If you’re looking for reasons your relationship is going south, look no further than your checkbook. That’s the suggestion in “Financial Infidelity” by Bonnie Eaker Weil, a therapist who reportedly has a 98 percent success rate with couple who see her (that is to say, 98 percent of them stay together). In this book (she also wrote “Make Up Don’t Break Up” and “Adultery the Forgivable Sin”
she explains that money issues are the No. 1 threat to a relationship. She gets into issues like “secret spending” and “revenge shopping,” as well a gambling and people who maintain secret bank accounts. The book is available April 17.
In fiction, Anne Perry, who is wonderful, returns with “Buckingham Palace Gardens,” her latest in the Thomas and Charlotte Pitt series. They are a husband and wife detective team living in Victorian England. In this one, Thomas is called into Buckingham Palace to investigate the murder of a prostitute apparently hired by one of the wealthy men staying at the palace.

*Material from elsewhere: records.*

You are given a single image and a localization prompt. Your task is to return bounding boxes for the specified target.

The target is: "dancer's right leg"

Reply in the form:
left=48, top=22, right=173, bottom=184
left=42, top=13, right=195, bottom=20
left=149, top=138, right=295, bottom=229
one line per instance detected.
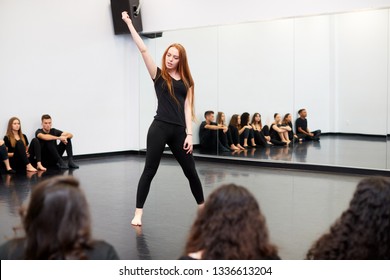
left=131, top=120, right=169, bottom=226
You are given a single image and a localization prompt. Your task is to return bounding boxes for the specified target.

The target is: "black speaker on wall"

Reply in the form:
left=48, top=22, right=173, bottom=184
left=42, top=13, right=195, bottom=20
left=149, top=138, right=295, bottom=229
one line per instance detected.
left=111, top=0, right=162, bottom=38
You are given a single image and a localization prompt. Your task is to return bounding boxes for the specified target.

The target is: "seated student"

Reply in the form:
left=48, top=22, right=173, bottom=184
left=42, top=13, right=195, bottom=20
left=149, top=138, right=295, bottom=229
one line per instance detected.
left=217, top=112, right=240, bottom=151
left=270, top=113, right=291, bottom=146
left=307, top=177, right=390, bottom=260
left=295, top=109, right=321, bottom=141
left=35, top=115, right=79, bottom=169
left=229, top=114, right=245, bottom=150
left=0, top=140, right=16, bottom=174
left=239, top=112, right=256, bottom=148
left=251, top=113, right=272, bottom=147
left=4, top=117, right=46, bottom=172
left=282, top=113, right=298, bottom=141
left=0, top=176, right=118, bottom=260
left=180, top=184, right=280, bottom=260
left=199, top=111, right=230, bottom=152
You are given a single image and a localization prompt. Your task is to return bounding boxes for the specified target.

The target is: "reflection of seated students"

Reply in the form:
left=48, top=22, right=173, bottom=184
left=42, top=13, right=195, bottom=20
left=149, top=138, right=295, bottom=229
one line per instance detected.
left=270, top=113, right=291, bottom=146
left=0, top=140, right=15, bottom=174
left=4, top=117, right=46, bottom=172
left=251, top=113, right=272, bottom=147
left=295, top=109, right=321, bottom=141
left=282, top=113, right=298, bottom=141
left=238, top=112, right=256, bottom=148
left=35, top=115, right=79, bottom=169
left=0, top=176, right=119, bottom=260
left=199, top=111, right=230, bottom=152
left=217, top=112, right=240, bottom=151
left=229, top=114, right=245, bottom=150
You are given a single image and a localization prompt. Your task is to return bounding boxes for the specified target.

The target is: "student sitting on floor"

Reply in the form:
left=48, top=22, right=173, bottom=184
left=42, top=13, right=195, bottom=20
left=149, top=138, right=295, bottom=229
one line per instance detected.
left=295, top=109, right=321, bottom=141
left=181, top=184, right=280, bottom=260
left=199, top=111, right=230, bottom=152
left=307, top=177, right=390, bottom=260
left=0, top=177, right=118, bottom=260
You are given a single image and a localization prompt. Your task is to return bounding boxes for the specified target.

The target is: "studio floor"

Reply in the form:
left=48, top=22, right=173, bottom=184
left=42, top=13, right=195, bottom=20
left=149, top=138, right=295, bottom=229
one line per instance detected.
left=0, top=155, right=362, bottom=259
left=194, top=135, right=390, bottom=170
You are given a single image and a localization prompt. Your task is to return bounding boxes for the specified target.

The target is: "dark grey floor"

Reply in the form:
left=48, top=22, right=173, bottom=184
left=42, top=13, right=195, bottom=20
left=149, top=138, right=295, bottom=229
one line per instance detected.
left=194, top=135, right=390, bottom=170
left=0, top=156, right=361, bottom=259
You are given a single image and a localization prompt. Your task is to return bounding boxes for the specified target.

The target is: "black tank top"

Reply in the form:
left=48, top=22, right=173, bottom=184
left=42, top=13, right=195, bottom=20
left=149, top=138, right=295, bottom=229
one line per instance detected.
left=153, top=68, right=187, bottom=127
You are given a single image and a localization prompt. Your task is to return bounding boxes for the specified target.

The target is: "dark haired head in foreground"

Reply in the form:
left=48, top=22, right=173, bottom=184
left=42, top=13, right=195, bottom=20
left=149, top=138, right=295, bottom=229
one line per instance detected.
left=183, top=184, right=279, bottom=260
left=307, top=177, right=390, bottom=260
left=0, top=177, right=118, bottom=260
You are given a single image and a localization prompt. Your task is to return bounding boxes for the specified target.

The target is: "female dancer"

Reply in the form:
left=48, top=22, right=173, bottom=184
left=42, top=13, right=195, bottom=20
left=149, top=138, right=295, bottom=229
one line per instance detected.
left=251, top=113, right=272, bottom=146
left=229, top=114, right=245, bottom=150
left=4, top=117, right=46, bottom=172
left=122, top=12, right=204, bottom=226
left=217, top=112, right=240, bottom=151
left=0, top=140, right=15, bottom=174
left=240, top=112, right=256, bottom=148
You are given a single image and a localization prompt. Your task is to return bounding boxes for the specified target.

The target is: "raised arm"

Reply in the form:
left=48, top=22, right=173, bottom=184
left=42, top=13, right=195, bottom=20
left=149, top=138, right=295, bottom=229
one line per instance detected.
left=122, top=12, right=157, bottom=79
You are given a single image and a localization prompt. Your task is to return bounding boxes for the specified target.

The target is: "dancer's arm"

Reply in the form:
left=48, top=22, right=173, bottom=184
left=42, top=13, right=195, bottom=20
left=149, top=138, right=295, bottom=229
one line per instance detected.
left=183, top=86, right=194, bottom=154
left=122, top=12, right=157, bottom=79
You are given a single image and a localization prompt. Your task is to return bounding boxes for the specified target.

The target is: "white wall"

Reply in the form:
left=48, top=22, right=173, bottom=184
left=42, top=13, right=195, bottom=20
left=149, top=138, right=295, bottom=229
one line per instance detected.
left=0, top=0, right=390, bottom=154
left=0, top=0, right=139, bottom=154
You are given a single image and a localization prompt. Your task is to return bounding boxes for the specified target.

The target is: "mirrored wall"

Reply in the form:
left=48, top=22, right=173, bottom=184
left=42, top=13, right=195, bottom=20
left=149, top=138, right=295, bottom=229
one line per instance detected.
left=139, top=9, right=390, bottom=169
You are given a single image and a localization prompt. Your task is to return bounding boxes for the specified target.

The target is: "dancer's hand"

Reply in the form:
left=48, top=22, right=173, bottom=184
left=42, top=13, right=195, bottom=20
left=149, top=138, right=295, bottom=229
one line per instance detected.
left=183, top=134, right=193, bottom=154
left=122, top=12, right=131, bottom=24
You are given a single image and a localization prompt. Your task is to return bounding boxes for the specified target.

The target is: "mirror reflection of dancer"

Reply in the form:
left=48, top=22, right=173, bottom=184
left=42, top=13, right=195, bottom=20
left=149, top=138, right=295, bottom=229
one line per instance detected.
left=122, top=12, right=204, bottom=226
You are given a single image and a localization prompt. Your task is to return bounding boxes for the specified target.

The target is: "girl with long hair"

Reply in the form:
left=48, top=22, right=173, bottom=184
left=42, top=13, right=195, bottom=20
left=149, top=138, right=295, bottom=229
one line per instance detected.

Also new in fiction is Barrington Street Blues, the third novel from Anne Emery. Emery, who lives in Halifax, sets this one there, as police investigate the murders of a rich man and a poor man found dead of gunshot wounds outside a seedy bar.
Christian Von Ditfurth is a popular writer of thrillers in Germany. Now, for the first time, one of his book is available in an English translation. “A Paragon of Virtue” is about a rich Hamburg resident who, over the years, has been stalked by someone who is killing off his wife and children. Ditfurth, a historian, often takes his stories back to some root in history, and in this case it’s the Nazi regime in Germany.
Also new this week is “Last Last Chance” by Fiona Maazel, her debut novel. It’s, um, crazy. How’s that for authoritative review? OK, you tell me — the plot involves a plague unleashed on Washington D.C., the daughter of the man accused of letting it loose, the mother of that same woman, who is a crackhead and “pagan theologian,” and throughout a theme of reincarnitation. Sweet. Reviewers are raving, mosting because Maazel — a young New Yorker who has an author photo like he’s ready to be the Next Big Thing — writes with verve and wit.